STAT 385: Statistics Programming Methods

Statisticians must be savvy in programming methods useful to the wide variety of analysis that they will be expected to perform. This course provides the foundation for writing and packaging statistical algorithms through the creation of functions and object oriented programming. Fundamental programming techniques and considerations will be emphasized. Students will also create dynamic reports that encapsulate their implemented algorithms. Students must have access to a computer on which they can install software. Prerequisite: STAT 200 or STAT 212.


Course Overview

Lecture Location and Schedule

Location 132 Bevier Hall Google Maps, Floor Map
Times M, W, F 3:00 PM - 3:50 PM

Instructional Staff

Instructor James Balamuta Wed & Fri 4:30 PM - 5:30 PM IH 104
Course Assistants John Lee Tue & Thurs 5:00 PM - 6:00 PM IH 104
Binxiang "Brian" Ni Mon & Wed 11:00 AM - 12:00 PM IH 104
Xueqing "Wendy" Wang Tue & Thurs 4:00 PM - 5:00 PM IH 104

Description

The world is rapidly evolving to rely on data driven decisions. These decisions come from the work a statistician or data scientist presents in his or her reports. In order to present an analysis, the analyst needs to be able to leverage computing resources through programming to unearth patterns and models that exist within data sets. As a result, statisticians and data scientists must be savvy to programming methods that are useful to the wide variety of analysis that they will be expected to perform.

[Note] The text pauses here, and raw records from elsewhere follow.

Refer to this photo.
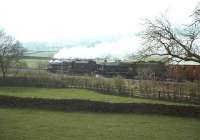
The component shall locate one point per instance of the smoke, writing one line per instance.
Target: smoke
(119, 49)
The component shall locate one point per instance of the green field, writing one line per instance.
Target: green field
(29, 124)
(68, 93)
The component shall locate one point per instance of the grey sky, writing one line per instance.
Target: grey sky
(44, 20)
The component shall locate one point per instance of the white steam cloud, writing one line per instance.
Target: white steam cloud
(119, 49)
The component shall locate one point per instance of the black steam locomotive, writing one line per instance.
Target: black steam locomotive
(108, 69)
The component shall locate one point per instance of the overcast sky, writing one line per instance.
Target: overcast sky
(58, 20)
(43, 20)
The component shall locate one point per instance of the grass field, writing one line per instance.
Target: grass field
(67, 93)
(29, 124)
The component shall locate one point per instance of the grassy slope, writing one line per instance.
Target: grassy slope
(74, 94)
(27, 124)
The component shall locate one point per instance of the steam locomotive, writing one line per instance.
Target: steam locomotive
(108, 69)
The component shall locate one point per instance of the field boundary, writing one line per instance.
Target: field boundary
(72, 105)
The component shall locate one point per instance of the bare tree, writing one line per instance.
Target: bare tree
(11, 51)
(162, 38)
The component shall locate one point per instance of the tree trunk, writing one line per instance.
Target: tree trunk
(3, 71)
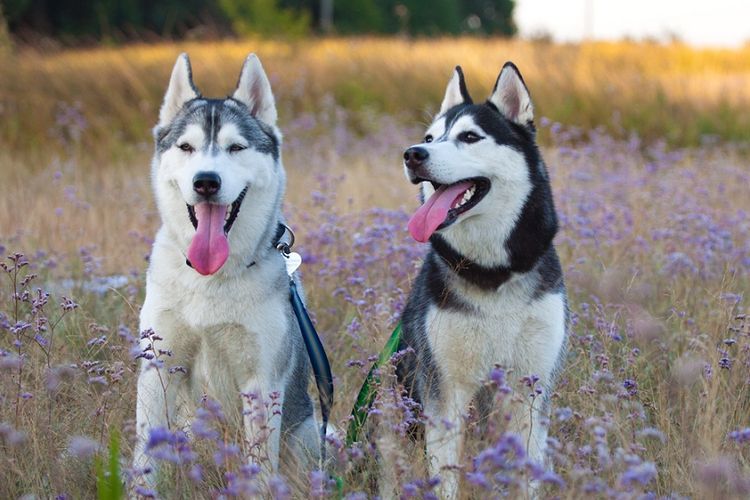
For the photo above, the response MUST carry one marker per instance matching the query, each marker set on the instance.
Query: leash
(367, 393)
(315, 350)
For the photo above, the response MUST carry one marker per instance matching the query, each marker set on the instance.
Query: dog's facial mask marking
(219, 149)
(465, 153)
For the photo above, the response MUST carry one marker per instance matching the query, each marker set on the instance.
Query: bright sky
(723, 23)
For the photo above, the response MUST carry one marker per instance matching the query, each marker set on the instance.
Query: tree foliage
(97, 20)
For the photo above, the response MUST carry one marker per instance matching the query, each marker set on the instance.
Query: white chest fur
(507, 327)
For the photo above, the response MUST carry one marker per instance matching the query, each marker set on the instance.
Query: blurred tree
(75, 20)
(265, 17)
(492, 17)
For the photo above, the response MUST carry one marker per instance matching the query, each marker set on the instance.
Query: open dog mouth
(445, 205)
(230, 217)
(209, 248)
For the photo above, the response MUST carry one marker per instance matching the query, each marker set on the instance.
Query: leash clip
(292, 259)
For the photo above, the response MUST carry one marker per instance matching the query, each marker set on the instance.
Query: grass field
(647, 149)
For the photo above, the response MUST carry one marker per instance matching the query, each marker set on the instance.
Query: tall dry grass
(655, 243)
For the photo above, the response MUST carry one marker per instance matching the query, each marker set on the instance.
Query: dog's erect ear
(254, 90)
(180, 90)
(511, 96)
(456, 92)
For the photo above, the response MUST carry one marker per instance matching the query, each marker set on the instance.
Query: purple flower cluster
(651, 401)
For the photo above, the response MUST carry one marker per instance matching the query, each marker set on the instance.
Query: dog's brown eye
(469, 137)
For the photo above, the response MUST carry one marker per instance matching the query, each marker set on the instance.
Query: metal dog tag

For the focus of the course, fundamental programming techniques and considerations related to working with data will be introduced. Students will learn one of the leading statistical programing languages in depth and will be well positioned to easily learn others based on general principles. With this in mind, the course provides a framework for performing reproducible analyses, writing statistical algorithms, and analyzing code.

Course Objectives

After this course, students should be able to ...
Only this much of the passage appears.